Currently, 24 states have adopted legislation or executive orders to ensure fair and open competition on state and local taxpayer-funded construction projects by restricting government-mandated PLAs and PLA preferences.

In February 2009, President Obama signed Executive Order 13502, which encourages federal agencies to mandate PLAs on large-scale federal construction projects exceeding $25 million in total value on a case-by-case basis, and permits states and localities to mandate PLAs on federally assisted projects.
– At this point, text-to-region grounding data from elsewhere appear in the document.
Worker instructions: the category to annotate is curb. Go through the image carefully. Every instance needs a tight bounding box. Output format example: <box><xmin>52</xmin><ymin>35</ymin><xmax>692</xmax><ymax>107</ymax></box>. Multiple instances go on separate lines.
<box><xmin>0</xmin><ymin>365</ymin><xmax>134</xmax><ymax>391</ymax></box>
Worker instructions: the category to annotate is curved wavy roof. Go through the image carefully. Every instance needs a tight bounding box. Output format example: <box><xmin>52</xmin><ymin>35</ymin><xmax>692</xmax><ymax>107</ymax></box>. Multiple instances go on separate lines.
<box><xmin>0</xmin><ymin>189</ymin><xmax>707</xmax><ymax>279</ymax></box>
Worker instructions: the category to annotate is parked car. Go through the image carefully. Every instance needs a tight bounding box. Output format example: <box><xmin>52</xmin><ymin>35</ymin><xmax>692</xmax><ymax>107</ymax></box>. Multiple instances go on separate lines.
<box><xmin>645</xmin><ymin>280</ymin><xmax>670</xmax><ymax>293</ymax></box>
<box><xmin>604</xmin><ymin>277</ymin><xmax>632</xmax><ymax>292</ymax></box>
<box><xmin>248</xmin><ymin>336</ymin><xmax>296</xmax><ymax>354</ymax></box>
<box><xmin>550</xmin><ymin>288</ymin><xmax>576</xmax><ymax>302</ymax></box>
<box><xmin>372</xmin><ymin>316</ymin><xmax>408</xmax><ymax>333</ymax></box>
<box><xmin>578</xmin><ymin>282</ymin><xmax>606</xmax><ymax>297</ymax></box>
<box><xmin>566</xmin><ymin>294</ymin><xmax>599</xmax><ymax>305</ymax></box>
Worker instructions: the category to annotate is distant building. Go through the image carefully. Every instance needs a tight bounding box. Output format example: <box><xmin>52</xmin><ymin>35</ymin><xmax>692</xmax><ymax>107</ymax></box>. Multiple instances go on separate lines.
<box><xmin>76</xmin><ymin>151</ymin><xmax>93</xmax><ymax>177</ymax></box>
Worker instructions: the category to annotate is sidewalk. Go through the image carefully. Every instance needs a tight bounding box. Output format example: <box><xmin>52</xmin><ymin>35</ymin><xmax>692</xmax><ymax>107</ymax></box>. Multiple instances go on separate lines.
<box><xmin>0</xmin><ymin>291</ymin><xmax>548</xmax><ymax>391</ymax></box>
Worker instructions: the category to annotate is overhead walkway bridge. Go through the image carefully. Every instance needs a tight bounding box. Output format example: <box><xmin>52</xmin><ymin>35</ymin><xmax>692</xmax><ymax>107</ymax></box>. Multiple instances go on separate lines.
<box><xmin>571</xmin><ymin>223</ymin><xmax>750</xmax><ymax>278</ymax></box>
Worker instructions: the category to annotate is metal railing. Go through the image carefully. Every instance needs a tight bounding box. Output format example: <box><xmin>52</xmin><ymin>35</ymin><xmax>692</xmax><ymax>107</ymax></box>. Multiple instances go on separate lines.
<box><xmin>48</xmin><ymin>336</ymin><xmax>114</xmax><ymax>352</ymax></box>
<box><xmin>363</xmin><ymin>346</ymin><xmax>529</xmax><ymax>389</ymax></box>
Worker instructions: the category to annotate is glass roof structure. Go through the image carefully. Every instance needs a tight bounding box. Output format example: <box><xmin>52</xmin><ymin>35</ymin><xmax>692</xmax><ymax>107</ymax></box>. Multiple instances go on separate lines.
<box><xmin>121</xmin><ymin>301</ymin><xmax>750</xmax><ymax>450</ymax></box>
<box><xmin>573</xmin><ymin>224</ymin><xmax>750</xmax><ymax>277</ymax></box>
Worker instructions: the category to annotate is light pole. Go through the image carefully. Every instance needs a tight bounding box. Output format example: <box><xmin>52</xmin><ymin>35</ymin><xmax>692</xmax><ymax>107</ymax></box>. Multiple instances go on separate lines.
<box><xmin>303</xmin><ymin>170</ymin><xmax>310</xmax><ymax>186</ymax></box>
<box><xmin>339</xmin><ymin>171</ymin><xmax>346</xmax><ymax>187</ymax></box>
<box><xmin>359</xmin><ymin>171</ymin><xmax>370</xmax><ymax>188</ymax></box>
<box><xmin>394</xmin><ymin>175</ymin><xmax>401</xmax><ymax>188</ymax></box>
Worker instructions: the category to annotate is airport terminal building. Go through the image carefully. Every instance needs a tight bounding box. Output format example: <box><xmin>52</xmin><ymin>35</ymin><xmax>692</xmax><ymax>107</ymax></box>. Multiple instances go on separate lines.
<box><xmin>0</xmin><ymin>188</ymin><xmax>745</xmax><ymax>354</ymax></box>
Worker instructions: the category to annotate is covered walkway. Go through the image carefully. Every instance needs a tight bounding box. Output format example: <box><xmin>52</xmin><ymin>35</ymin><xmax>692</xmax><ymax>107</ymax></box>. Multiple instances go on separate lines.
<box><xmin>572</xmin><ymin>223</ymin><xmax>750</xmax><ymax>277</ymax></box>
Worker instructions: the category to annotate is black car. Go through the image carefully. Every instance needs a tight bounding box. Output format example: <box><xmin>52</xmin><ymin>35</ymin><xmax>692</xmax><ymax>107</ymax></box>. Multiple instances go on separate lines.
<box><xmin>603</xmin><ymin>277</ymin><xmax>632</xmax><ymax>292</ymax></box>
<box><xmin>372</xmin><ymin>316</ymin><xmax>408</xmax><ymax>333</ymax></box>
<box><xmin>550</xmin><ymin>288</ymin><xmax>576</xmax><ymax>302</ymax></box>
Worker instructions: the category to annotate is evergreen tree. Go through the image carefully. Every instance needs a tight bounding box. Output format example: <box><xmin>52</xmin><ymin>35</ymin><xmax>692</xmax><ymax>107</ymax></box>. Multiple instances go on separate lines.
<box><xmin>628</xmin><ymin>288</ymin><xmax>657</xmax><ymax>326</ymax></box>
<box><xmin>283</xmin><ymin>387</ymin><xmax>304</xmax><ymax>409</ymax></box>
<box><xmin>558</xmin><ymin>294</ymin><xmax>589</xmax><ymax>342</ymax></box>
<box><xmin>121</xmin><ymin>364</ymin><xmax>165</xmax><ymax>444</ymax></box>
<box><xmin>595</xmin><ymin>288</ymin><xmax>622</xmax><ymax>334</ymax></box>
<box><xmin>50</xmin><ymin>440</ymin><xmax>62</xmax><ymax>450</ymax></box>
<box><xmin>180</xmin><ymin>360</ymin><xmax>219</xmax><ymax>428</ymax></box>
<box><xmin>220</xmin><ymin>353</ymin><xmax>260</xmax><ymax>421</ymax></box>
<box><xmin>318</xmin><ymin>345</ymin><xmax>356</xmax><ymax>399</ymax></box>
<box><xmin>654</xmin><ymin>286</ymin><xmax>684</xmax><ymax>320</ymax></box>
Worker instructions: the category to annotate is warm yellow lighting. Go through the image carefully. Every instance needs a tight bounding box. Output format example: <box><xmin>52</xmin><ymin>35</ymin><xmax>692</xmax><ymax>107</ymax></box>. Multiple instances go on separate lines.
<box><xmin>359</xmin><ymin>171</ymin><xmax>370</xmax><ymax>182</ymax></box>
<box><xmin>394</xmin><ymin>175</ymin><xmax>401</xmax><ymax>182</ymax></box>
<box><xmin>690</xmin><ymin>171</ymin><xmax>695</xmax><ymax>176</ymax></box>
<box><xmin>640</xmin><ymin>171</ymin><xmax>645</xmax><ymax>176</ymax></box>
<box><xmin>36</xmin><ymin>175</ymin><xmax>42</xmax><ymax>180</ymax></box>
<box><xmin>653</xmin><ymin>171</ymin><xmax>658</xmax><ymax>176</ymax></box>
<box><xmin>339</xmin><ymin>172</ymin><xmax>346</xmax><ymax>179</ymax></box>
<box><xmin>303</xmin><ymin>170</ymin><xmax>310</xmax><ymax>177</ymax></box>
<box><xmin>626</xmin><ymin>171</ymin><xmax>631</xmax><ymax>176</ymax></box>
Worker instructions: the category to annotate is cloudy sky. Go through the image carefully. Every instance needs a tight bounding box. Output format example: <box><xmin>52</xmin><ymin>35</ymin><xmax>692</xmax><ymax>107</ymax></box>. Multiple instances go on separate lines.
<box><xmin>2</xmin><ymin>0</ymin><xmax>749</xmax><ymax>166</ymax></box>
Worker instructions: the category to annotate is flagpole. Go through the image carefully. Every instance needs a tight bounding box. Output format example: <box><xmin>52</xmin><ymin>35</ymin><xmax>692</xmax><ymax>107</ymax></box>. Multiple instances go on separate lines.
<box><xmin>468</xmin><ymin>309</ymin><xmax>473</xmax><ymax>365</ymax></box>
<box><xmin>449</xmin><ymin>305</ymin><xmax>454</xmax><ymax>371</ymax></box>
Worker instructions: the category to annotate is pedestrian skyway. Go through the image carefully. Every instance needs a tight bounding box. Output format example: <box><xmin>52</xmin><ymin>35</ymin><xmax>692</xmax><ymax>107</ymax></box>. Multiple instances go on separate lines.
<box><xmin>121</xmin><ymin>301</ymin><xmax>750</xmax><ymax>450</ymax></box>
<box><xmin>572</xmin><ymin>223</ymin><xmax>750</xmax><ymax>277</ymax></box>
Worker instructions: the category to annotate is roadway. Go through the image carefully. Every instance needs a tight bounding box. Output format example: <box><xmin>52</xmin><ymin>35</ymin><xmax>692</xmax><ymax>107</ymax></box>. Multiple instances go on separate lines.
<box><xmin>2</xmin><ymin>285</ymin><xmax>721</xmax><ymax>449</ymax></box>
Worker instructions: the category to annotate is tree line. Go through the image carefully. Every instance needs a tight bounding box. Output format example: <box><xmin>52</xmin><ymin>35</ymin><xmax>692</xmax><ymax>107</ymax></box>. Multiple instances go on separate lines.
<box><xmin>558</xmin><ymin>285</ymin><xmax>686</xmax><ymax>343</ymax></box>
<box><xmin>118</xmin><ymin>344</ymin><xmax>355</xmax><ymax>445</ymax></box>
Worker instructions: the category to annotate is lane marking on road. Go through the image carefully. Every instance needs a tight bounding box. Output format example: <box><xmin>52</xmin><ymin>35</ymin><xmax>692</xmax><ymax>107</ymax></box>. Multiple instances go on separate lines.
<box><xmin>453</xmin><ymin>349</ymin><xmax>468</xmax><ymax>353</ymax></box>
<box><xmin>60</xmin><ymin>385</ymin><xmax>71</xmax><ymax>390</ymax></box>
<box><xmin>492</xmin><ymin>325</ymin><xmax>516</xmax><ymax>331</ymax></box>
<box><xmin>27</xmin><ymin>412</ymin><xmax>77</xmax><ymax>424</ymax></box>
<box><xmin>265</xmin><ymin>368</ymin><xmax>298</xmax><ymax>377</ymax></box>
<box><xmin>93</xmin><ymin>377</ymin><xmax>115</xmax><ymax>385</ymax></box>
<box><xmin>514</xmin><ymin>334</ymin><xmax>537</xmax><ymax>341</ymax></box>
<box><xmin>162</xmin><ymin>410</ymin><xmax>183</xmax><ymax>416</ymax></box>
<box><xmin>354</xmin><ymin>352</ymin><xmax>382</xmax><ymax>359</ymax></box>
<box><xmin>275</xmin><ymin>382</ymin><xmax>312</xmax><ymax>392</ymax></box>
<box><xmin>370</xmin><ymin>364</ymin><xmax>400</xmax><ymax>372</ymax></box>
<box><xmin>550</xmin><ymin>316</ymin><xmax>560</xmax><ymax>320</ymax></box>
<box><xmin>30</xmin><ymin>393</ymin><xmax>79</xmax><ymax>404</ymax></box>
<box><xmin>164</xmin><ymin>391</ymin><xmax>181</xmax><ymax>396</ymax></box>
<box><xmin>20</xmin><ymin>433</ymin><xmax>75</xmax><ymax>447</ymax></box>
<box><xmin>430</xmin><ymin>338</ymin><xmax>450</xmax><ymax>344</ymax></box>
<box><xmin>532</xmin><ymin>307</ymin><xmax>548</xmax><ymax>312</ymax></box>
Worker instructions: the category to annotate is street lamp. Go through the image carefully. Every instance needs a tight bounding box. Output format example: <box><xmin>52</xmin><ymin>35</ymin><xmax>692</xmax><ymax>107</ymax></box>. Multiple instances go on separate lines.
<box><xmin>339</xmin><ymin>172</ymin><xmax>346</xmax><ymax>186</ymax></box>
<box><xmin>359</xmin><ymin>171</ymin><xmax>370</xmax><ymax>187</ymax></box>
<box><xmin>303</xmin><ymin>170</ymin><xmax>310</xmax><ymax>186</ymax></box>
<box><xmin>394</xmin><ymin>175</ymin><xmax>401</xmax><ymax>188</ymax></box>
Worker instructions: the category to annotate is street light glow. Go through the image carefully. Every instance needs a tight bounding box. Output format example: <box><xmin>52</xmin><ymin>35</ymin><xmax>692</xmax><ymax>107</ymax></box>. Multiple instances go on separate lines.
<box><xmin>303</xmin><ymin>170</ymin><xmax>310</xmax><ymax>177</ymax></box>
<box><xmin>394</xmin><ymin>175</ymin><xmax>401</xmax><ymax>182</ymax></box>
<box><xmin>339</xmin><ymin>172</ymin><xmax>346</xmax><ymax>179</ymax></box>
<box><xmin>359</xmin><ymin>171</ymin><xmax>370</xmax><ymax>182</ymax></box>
ABC has continually advocated to rescind the Obama-era policy and supports measures ensuring fair and open competition on federal and federally assisted construction projects that help taxpayers get the best possible product at the best possible price.

“It would be a real win-win for taxpayers and the U.S. economy if Congress and the Trump administration would create an inclusive policy so all Americans and all qualified companies can fairly compete to rebuild America’s infrastructure,” said ABC Vice President of Regulatory, Labor and State Affairs Ben Brubeck. “This common-sense reform would create a level playing field in the procurement of government construction contracts, increase competition, curb construction costs, help small businesses grow and improve America’s infrastructure.”

Note: Portions of this article have been republished from the January 30, 2019, edition of ABC Newsline. ABC has conducted similar membership surveys and most recently published results on member opinions towards government-mandated project labor agreements in October 2013.